OK. That seems clear enough for now. I won't argue about words.

The problem though is that .... the (unimaginable) mathematical conception of an infinitely divisible continuum is not consistent with the empirical data. — Metaphysician Undercover

What empirical data do you have in mind?

The problem is exactly what Michael has been insisting on, the assumption that space and time are continuous. This supports the principle of infinite divisibility. — Metaphysician Undercover

The problem arises when people believe that the infinite convergent series is the necessary outcome of the problem of infinite divisibility instead of seeing it as one possible representation. — Metaphysician Undercover

You seem to be saying in the first quotation that the assumption that space and time are continuous gives rise to the problem of infinite divisibility and in the second that the problem of infinite divisibility gives rise to the problem of infinite convergent series. I must be misunderstanding you.
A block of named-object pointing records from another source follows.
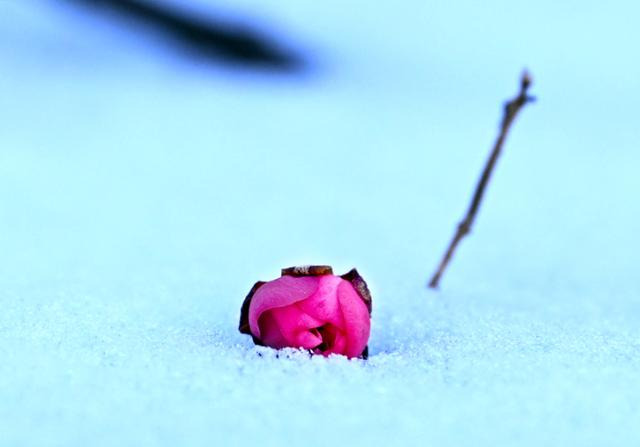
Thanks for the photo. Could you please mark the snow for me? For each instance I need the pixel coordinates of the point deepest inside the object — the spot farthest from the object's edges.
(142, 194)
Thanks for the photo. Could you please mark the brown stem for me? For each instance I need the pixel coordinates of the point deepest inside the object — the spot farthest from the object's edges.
(511, 109)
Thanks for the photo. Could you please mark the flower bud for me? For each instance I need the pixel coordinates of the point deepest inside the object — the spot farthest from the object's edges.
(309, 307)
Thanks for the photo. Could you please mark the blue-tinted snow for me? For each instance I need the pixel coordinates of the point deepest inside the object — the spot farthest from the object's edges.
(142, 194)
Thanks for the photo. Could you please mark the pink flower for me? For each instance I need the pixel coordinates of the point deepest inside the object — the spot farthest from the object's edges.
(309, 307)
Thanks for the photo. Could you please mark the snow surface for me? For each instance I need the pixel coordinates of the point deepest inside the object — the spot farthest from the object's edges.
(142, 194)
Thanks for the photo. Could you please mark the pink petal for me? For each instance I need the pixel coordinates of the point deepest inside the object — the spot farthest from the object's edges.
(271, 335)
(278, 293)
(295, 327)
(356, 318)
(323, 304)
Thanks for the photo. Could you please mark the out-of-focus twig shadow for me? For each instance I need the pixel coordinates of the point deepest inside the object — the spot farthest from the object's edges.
(216, 41)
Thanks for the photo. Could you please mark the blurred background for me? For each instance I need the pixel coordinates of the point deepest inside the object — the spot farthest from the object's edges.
(159, 157)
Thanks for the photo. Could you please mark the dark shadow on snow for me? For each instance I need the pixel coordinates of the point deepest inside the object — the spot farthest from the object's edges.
(216, 41)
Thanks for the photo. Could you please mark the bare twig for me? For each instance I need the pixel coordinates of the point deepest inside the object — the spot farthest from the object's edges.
(511, 109)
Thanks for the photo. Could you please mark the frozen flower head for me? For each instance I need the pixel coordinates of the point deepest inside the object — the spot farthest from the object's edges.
(311, 308)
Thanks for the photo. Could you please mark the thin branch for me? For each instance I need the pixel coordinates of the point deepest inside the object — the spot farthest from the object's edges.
(511, 110)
Can you clarify?
But I agree with you that the convergent infinite series is a possible representation of certain situations. (I would call it an analysis, but I don't think the difference matters much for our purposes.) All I'm saying is that it doesn't give rise to any real problems unless you confuse that representation with the cutting up of a physical object.
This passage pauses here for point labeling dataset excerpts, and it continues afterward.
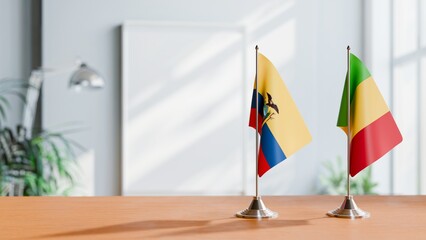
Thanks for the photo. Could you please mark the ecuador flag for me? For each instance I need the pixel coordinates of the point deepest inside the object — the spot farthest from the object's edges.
(373, 129)
(281, 127)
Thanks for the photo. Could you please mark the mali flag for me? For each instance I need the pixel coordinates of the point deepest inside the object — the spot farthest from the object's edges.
(281, 126)
(373, 129)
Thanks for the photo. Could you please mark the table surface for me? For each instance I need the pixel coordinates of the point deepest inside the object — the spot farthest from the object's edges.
(300, 217)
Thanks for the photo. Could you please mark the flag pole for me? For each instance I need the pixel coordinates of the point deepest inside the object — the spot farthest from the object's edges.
(348, 209)
(348, 84)
(257, 128)
(257, 208)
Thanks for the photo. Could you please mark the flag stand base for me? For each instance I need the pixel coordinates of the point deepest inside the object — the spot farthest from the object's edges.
(257, 209)
(349, 209)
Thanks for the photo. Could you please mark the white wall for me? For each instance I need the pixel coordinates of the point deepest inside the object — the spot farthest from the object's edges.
(305, 39)
(15, 48)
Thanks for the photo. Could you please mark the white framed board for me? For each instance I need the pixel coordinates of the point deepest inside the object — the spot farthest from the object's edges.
(184, 109)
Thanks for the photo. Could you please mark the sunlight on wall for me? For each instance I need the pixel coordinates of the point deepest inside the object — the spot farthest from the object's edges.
(85, 185)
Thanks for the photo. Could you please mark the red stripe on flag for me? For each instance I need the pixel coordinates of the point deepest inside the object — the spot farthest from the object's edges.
(252, 120)
(263, 164)
(373, 141)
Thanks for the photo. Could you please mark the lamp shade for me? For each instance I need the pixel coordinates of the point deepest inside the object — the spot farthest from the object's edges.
(86, 77)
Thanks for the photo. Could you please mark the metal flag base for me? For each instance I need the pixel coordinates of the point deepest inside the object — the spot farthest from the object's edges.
(257, 209)
(349, 209)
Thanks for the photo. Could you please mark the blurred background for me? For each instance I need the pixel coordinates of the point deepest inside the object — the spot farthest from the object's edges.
(172, 117)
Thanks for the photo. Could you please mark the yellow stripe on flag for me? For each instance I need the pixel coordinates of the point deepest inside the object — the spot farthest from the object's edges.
(368, 105)
(288, 127)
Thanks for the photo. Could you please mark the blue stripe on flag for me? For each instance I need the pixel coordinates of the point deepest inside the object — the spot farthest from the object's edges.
(270, 147)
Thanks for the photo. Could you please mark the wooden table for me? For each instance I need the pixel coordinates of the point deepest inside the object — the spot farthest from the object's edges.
(300, 217)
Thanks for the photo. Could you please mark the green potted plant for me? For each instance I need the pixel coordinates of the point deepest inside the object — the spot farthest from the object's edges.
(333, 181)
(36, 165)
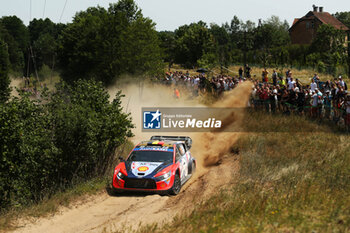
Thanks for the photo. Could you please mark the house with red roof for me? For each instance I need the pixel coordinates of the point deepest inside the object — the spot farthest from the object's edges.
(304, 29)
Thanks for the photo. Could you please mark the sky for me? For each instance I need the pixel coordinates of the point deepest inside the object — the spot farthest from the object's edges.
(170, 14)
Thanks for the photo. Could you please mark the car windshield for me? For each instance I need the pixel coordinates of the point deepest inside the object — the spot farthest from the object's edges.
(151, 156)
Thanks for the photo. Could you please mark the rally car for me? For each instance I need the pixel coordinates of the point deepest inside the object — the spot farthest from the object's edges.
(162, 165)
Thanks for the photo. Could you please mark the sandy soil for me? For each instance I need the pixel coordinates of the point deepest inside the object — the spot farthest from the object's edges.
(215, 169)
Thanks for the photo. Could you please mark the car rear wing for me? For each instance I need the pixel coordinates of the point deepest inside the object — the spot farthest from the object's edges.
(186, 140)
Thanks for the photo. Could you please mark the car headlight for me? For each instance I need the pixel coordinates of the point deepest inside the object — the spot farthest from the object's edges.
(164, 177)
(120, 175)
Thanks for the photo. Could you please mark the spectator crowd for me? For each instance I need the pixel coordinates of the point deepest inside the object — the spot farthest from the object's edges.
(273, 93)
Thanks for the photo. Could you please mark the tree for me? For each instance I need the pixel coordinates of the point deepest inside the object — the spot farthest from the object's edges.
(222, 44)
(192, 42)
(343, 17)
(4, 69)
(104, 44)
(16, 36)
(330, 44)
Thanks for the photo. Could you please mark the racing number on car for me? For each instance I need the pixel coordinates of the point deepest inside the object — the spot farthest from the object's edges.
(183, 162)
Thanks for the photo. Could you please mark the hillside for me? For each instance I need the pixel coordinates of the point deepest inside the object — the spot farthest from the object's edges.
(288, 182)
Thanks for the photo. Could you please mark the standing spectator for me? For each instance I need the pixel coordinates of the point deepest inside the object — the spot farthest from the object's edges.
(291, 83)
(313, 85)
(342, 83)
(265, 76)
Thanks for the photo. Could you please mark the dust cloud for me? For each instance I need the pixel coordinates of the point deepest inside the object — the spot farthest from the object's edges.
(208, 148)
Why therefore, do you conclude that we can do something more with the space than we can do with the cheese? — Metaphysician Undercover

Because the cheese is a physical object and the space is not an object and not physical. You seem to be saying the same thing here:-

The problem though is that space and time are conceptions abstracted from empirical observation, how material things exist and move, and the (unimaginable) mathematical conception of an infinitely divisible continuum — Metaphysician Undercover

By the way, nobody is worrying about the fact that we cannot picture an infinitely divisible continuum.

When we describe this principle of separation we also provide ourselves with the basis for division. — Metaphysician Undercover

And when we describe the principle of distinction between non-dimensional points on a line, we find that our counting is endless. The surprise is entirely due to mistaking non-dimensional points for a physical object - thinking that we can separate them, rather than distinguish them.